Some parents, however, suspected members of White's staff of condoning hazing. One parent wrote to Ammons last year that White did not trust some of the people under him to help eliminate hazing because they would expose the identities of students who came forward. "In one conversation with me," the parent wrote, "Dr. White stated that he could not trust the people under him with confidential information ..."
Meanwhile, FAMU administrators have ramped up efforts to ensure students are aware of the dangers and ramifications of the practice.
Just weeks ago, Ammons announced he was canceling FAMU's Summer Band Camp and suspending recruitment and initiation events for all student organizations until the fall 2012 semester. The university recently formed a committee of national experts to help it figure out how to fight hazing.

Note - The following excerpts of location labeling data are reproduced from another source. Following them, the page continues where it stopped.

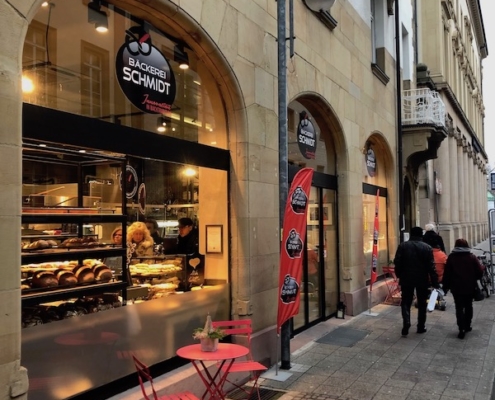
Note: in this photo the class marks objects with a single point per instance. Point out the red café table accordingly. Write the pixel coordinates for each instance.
(225, 354)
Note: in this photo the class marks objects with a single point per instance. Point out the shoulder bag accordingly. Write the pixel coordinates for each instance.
(478, 294)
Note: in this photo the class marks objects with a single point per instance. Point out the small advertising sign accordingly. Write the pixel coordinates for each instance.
(292, 246)
(306, 137)
(144, 74)
(370, 162)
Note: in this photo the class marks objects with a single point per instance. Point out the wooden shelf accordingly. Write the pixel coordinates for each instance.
(71, 254)
(54, 294)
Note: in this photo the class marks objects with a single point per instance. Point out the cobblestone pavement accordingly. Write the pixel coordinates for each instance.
(383, 365)
(435, 365)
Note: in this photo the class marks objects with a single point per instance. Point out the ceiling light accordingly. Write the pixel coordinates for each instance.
(181, 57)
(189, 172)
(161, 123)
(97, 16)
(101, 26)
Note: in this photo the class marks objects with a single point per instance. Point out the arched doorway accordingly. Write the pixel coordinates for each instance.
(320, 282)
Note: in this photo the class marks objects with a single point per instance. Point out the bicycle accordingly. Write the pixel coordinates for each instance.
(486, 279)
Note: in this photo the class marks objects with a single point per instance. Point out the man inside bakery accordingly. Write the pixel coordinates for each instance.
(152, 225)
(187, 241)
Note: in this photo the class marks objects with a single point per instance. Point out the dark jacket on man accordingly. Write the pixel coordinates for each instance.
(414, 264)
(433, 236)
(189, 243)
(461, 272)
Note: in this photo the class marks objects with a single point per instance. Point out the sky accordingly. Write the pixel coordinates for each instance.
(488, 64)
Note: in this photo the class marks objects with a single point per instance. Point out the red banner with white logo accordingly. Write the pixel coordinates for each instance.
(292, 247)
(374, 254)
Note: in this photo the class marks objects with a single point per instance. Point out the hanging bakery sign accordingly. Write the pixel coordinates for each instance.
(144, 74)
(306, 137)
(370, 162)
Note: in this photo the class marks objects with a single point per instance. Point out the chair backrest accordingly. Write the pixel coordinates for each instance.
(236, 327)
(143, 376)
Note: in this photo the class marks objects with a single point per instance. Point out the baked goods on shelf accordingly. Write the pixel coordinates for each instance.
(84, 274)
(154, 269)
(44, 279)
(66, 273)
(102, 273)
(39, 245)
(162, 290)
(59, 310)
(86, 241)
(65, 277)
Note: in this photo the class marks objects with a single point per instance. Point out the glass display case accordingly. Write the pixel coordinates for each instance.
(66, 234)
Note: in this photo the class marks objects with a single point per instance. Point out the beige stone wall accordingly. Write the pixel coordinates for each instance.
(448, 47)
(13, 16)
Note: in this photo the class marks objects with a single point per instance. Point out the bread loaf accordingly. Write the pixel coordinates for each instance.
(44, 279)
(65, 278)
(84, 274)
(102, 273)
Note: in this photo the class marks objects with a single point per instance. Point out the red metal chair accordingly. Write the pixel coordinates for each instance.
(254, 368)
(145, 376)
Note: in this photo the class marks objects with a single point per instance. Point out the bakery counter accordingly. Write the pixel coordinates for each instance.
(56, 254)
(91, 351)
(45, 216)
(35, 297)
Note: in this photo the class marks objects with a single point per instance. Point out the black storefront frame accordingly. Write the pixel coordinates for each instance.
(370, 189)
(320, 181)
(45, 125)
(54, 126)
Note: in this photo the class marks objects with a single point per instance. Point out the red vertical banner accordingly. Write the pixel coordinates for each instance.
(374, 254)
(291, 251)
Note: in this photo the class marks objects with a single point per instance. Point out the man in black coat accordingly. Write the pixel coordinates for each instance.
(415, 268)
(187, 241)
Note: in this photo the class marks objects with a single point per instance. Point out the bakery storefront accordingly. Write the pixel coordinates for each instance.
(122, 122)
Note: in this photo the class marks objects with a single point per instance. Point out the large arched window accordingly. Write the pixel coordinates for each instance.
(71, 62)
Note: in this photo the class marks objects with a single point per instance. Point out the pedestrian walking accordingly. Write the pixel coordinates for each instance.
(430, 232)
(461, 275)
(415, 268)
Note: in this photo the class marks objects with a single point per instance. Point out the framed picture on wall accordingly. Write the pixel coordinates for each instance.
(214, 235)
(314, 214)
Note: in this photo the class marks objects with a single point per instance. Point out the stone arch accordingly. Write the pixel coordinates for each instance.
(15, 17)
(382, 146)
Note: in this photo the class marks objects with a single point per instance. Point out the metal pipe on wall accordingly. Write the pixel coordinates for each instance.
(282, 151)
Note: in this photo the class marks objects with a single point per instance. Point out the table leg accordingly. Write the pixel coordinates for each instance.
(213, 388)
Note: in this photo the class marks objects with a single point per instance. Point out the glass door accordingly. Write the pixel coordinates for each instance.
(319, 286)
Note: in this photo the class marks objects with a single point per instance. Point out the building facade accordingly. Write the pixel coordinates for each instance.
(341, 81)
(447, 162)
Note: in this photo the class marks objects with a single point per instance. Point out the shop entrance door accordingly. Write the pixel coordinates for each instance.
(319, 287)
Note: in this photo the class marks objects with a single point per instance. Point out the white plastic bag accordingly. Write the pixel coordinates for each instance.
(432, 301)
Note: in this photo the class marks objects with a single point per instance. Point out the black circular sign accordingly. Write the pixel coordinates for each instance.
(306, 138)
(129, 182)
(144, 74)
(371, 162)
(294, 244)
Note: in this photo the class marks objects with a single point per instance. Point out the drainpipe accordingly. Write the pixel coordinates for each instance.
(282, 157)
(398, 78)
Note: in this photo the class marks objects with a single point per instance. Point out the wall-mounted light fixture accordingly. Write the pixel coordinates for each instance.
(97, 16)
(162, 123)
(181, 57)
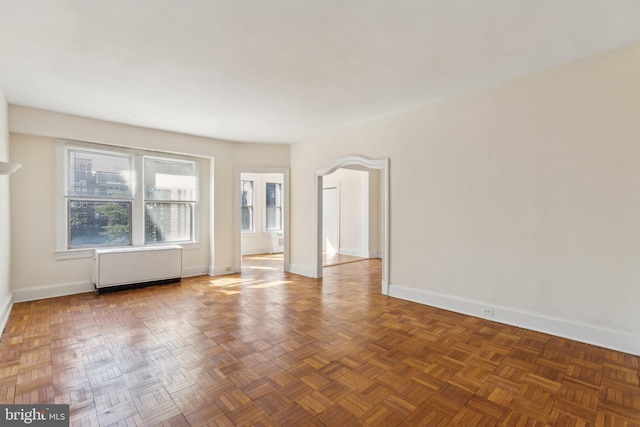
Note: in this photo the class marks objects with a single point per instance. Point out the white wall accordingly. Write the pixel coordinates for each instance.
(353, 193)
(521, 197)
(5, 230)
(35, 269)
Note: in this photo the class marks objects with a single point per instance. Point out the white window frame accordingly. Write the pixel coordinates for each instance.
(138, 203)
(253, 206)
(269, 180)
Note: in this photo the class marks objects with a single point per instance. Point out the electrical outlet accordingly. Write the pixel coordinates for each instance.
(486, 311)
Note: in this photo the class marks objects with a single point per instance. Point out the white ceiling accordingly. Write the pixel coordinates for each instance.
(284, 70)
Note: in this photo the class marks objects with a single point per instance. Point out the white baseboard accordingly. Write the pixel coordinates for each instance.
(577, 331)
(301, 270)
(5, 310)
(221, 270)
(354, 252)
(257, 251)
(32, 294)
(195, 271)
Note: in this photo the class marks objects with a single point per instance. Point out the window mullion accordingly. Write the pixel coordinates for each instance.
(137, 232)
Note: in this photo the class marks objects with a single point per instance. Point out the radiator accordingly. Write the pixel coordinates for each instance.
(132, 267)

Hank Nuwer, a journalism professor who has written four books on hazing and spent decades analyzing hazing cases, called the FAMU band "both a sacred cow and cash cow." Schools will take hazing crimes more seriously, he said, if they are required to monitor hazing cases and report them as part of their campus crime statistics.
"Over the years, a number of parents and some students have complained that their complaints have fallen on deaf ears when they go to an administrator. Or nothing is done and the victim is asked to furnish more proof, or led to believe he or she is the problem here, and not the person hazing," Nuwer said.
"Mandatory reporting of hazing, I'm confident, will give the public a clearer idea of how great the problem is and who are the worst offenders."